Anybody who has walked at night with a dog can attest to the dog’s apparent well-developed night vision. Could my dogs’ equally apparent inability to recognize me be the price they pay for an increased ability to see in the dark? Just how well can dogs see fine details? Many factors affect an animal’s acuity, including pupil size, optics of the eye, and retinal design.

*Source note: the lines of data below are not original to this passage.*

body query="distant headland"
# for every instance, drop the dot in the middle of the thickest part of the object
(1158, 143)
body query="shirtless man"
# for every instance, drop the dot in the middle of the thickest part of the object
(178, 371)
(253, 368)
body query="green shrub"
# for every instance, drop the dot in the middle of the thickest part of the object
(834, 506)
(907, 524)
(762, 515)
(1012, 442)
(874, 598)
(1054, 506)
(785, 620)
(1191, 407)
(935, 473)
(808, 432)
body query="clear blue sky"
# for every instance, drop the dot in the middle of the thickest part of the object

Light enters the pupil of the eye, which is the aperture controlled by the iris. The wider the pupil or aperture, the more light can enter, which is essential in dim settings. Large pupils are characteristic of animals that tend to be active in dim light. Notice how much larger your dog’s pupils are than your own. But there is a trade-off: with a larger aperture, the depth of field (or distance over which objects can be put into clear focus) decreases. Thus, in order to achieve focus over a large range the pupil must be constricted, which means the environment must be bright. After passing through the pupil, the light passes through the lens. Camera lenses are rated for their light gathering ability; more expensive lenses gather more light and can be used with smaller apertures, thus combating the depth of field loss otherwise inherent in dim light. The same is true for eyes. Larger lenses have greater light gathering ability and are usually found in animals active in dim light. Dogs have lenses that are much larger than human lenses. Actually, unlike the camera, eyes have two lenses, because the outer clear surface of the eye, the cornea, acts like a strong lens as well. An animal with a large pupil must have a concomitantly large cornea, and larger corneas are usually found in animals requiring good night vision. Notice how much larger your dog’s corneas are than yours.

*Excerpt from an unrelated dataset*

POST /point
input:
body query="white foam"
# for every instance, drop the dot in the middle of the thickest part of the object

Besides gathering light, a lens bends light rays as they pass through it. This ability to bend, or “refract”, light is an essential feature of a lens. The more a lens can bend light, the more powerful the lens is said to be. In the ideal eye or camera, the power of the lens would be such that the entire scene would be perfectly focussed upon the light sensitive surface (either the retina or film). This ideal state can only be achieved with a pinhole aperture, however, so that the lens must be fine-tuned in order to bring objects at different distances into focus. In the camera this fine-tuning is achieved by moving the lens back and forth. In the eye, fine-tuning is achieved by changing the curvature of the lens, a process known as accommodation.

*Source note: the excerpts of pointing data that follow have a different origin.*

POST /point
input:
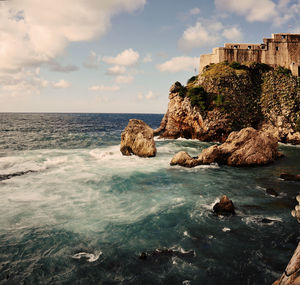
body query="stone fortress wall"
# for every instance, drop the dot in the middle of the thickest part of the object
(280, 50)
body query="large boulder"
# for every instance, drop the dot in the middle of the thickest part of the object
(291, 275)
(225, 207)
(138, 139)
(247, 147)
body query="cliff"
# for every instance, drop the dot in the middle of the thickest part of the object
(229, 97)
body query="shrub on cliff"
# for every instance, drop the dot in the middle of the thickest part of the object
(198, 97)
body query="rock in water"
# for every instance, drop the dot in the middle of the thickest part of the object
(224, 207)
(291, 275)
(247, 147)
(290, 177)
(184, 159)
(138, 139)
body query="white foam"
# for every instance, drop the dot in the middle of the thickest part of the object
(226, 230)
(90, 257)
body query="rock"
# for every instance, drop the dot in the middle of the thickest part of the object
(290, 177)
(138, 139)
(247, 147)
(272, 192)
(166, 252)
(183, 159)
(20, 173)
(293, 138)
(224, 207)
(291, 275)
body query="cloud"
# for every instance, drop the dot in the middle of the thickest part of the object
(233, 34)
(201, 35)
(104, 88)
(176, 64)
(57, 67)
(127, 57)
(150, 95)
(93, 61)
(195, 11)
(124, 79)
(208, 32)
(62, 84)
(147, 58)
(278, 12)
(116, 70)
(34, 32)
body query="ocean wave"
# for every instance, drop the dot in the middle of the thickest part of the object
(90, 257)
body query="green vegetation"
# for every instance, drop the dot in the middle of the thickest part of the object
(297, 128)
(283, 70)
(198, 97)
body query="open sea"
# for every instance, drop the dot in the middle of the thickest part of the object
(86, 213)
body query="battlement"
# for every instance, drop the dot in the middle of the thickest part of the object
(280, 50)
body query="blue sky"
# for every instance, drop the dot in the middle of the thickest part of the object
(119, 55)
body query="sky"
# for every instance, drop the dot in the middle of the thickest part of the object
(120, 56)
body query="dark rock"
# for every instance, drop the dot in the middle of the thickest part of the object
(138, 139)
(272, 192)
(11, 175)
(290, 177)
(224, 207)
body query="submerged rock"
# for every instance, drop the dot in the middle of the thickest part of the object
(247, 147)
(291, 275)
(272, 192)
(138, 139)
(290, 177)
(20, 173)
(184, 159)
(225, 207)
(166, 252)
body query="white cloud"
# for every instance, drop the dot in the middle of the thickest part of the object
(147, 58)
(176, 64)
(93, 61)
(150, 95)
(127, 57)
(233, 34)
(201, 35)
(277, 12)
(36, 32)
(124, 79)
(116, 70)
(208, 32)
(104, 88)
(62, 84)
(195, 11)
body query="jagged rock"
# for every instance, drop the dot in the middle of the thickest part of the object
(272, 192)
(138, 139)
(291, 275)
(224, 207)
(296, 213)
(293, 138)
(290, 177)
(182, 158)
(247, 147)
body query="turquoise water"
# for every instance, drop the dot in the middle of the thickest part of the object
(88, 212)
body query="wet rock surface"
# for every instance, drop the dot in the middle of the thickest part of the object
(138, 139)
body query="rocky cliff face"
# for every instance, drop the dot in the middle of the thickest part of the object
(227, 98)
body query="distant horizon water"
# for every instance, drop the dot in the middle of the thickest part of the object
(86, 213)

In humans, this accommodative ability decreases with age because the lens gradually hardens and the muscles that control the lens shape gradually weaken. The result is increasing difficulty in focussing on objects at close range. In a sense, dogs don’t have this aging problem---but only because they may be essentially born with the accommodative ability of a person 40 to 60 years of age!
When optimally focussed, light forms a sharp image exactly at the plane of the light sensitive receptors. In the camera, this would be the film surface, In the eye, it is the retina, located at the rear of the globe. If the refractive powers of the cornea and lens are too powerful for the distance to the retina, the light will come to a focus before it ever reaches the retina, and will go on to become unfocussed by the time it falls on the retina. This condition, called nearsightedness or myopia, results in difficulty bringing distant objects into clear focus. If the cornea and lens have too little refractive power for the distance to the retina, the light will still be unfocussed when it falls on the retina. This condition, called farsightedess or hyperopia, results in difficulty bringing close objects into clear focus. Only when the eye’s refractive power is in perfect accordance with its retinal distance will light rays be brought into sharp focus on the retina. This is the desirable refractive state known as emmetropia.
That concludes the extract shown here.